At my workplace, the motto is to enforce 100% coverage. No matter how questionable it is, there are still good reasons why they ended up doing so. Since most of the projects are written in TypeScript with Jest and that we don’t want to waste the client’s money into non-necessary tools, we don’t have a lot of options on how to enforce code coverage. Enforcing 100% was the simple and secure GoTo. The only others options we have given those constraints are:
- Rely on people’s good intentions
- Decide on another threshold value (ex: 90%)

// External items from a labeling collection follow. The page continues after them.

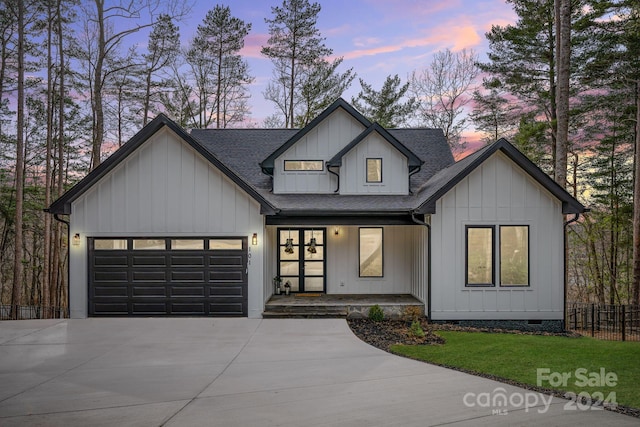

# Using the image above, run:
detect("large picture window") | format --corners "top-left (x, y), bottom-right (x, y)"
top-left (466, 226), bottom-right (495, 286)
top-left (359, 228), bottom-right (384, 277)
top-left (367, 159), bottom-right (382, 183)
top-left (500, 225), bottom-right (529, 286)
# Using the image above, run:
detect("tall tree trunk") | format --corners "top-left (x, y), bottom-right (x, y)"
top-left (632, 80), bottom-right (640, 305)
top-left (11, 1), bottom-right (24, 319)
top-left (554, 0), bottom-right (571, 188)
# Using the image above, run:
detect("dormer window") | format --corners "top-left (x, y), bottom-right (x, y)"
top-left (367, 158), bottom-right (382, 183)
top-left (284, 160), bottom-right (324, 172)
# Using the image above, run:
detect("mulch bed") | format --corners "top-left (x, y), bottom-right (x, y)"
top-left (347, 319), bottom-right (640, 418)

Downsides of Enforcing 100% Code Coverage
I my opinion, enforcing 100% code coverage is not a good practice. This will usually lead to more evils than goods.
Istanbul Ignore Comments
Whether you are using Istanbul or any other test coverage tool, these tools will usually allow you to surgically ignore files, branches, and/or statements that are not covered by your tests and still artificially produce a 100% code coverage metric. However, those comments are simple production code pollution by the tests and could one day become a debt if you have to move from one test coverage tool to another. The whole picture would be a less dramatic if at least there were a standard out there to tell any test coverage tool to ignore a given part of the code.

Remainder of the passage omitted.